= Tertio millennio adveniente =

1994 letter from Pope John Paul II

John Paul II's coat of arms

Tertio millennio adveniente (Latin for 'As the third millennium approaches') is an apostolic letter of Pope John Paul II, promulgated on 10 November 1994, concerning preparation for the Great Jubilee of the Year 2000.

In the letter, the pope addressed bishops, priests, deacons, religious and all the faithful.

The document consists of five chapters:

1. Jesus Christ yesterday and today (Hebrews 13,8)
2. Jubilee of the Year 2000
3. Preparation of the Great Jubilee
4. Direct preparation
5. Jesus Christ is the same for ever (Heb 13,8)

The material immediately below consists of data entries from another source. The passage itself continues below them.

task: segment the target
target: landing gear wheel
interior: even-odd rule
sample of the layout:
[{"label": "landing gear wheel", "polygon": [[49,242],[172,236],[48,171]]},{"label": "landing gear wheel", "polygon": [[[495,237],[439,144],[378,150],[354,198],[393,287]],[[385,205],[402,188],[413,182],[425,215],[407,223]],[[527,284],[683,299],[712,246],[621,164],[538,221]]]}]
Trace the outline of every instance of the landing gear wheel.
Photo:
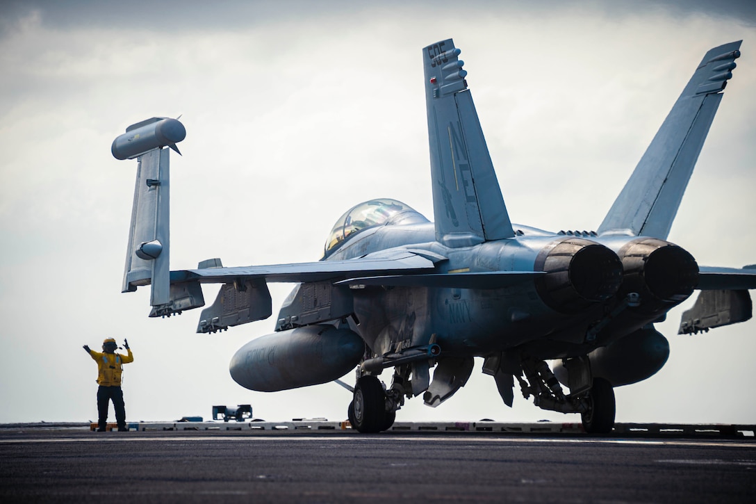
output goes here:
[{"label": "landing gear wheel", "polygon": [[363,376],[357,381],[352,404],[355,412],[355,422],[352,424],[353,428],[363,434],[383,430],[386,416],[386,393],[377,378]]},{"label": "landing gear wheel", "polygon": [[346,418],[349,420],[349,425],[355,427],[355,401],[349,403],[349,407],[346,409]]},{"label": "landing gear wheel", "polygon": [[614,427],[616,406],[612,384],[604,378],[593,378],[588,392],[588,410],[581,414],[583,428],[589,434],[609,434]]}]

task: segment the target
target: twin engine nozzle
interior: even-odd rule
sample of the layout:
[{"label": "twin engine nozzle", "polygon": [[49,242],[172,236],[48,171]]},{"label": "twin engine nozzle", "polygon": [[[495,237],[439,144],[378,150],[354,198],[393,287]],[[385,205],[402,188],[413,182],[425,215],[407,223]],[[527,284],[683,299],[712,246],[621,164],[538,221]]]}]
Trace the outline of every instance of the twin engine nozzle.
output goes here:
[{"label": "twin engine nozzle", "polygon": [[668,308],[686,299],[698,285],[692,256],[656,238],[631,240],[618,254],[595,241],[565,238],[544,247],[534,266],[546,272],[535,282],[538,295],[565,314],[631,292],[640,295],[642,310]]}]

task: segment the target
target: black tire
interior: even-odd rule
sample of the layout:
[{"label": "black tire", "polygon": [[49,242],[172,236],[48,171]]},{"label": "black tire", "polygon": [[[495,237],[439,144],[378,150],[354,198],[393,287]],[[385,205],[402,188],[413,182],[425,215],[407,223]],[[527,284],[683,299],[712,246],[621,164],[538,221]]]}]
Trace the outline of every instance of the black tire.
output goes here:
[{"label": "black tire", "polygon": [[593,378],[588,393],[588,411],[581,415],[583,428],[588,434],[609,434],[614,427],[616,404],[612,384],[604,378]]},{"label": "black tire", "polygon": [[380,432],[386,422],[386,394],[375,376],[363,376],[355,387],[352,426],[363,434]]}]

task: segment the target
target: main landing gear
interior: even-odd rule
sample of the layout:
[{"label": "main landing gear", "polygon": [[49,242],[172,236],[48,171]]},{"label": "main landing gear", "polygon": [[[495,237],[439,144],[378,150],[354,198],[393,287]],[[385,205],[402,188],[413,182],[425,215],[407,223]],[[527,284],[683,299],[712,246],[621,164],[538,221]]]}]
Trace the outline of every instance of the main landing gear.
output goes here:
[{"label": "main landing gear", "polygon": [[616,412],[612,384],[604,378],[593,378],[593,384],[584,400],[586,410],[581,413],[581,418],[585,431],[590,434],[612,432]]},{"label": "main landing gear", "polygon": [[565,395],[548,365],[542,360],[524,359],[525,378],[516,375],[522,396],[533,397],[542,409],[580,413],[583,428],[589,434],[609,434],[614,427],[615,405],[612,384],[592,378],[587,359],[575,359],[568,366],[571,394]]},{"label": "main landing gear", "polygon": [[395,411],[386,411],[383,386],[376,377],[369,375],[357,381],[347,413],[352,428],[363,434],[386,431],[396,418]]}]

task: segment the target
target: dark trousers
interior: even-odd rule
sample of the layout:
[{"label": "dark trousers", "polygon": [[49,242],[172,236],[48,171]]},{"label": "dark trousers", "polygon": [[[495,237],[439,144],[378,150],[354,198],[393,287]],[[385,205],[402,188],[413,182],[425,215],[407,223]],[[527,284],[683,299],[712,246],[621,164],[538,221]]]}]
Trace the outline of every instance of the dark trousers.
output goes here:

Regarding direct preparation, John Paul II specified three phases. The first phase was an ante-preparation phase in which to revive in the Christian people an awareness of the value and meaning of the Jubilee of the Year 2000 in human history. The second phase was to be characterized by a Trinitarian reflection upon Jesus Christ, the Holy Spirit and God the Father. Preparation would include an examination of conscience. The third phase would the celebration of the year 2000 itself.

The celebration of the Great Jubilee was planned to take place in the Holy Land, in Rome and in all the local Churches throughout the world.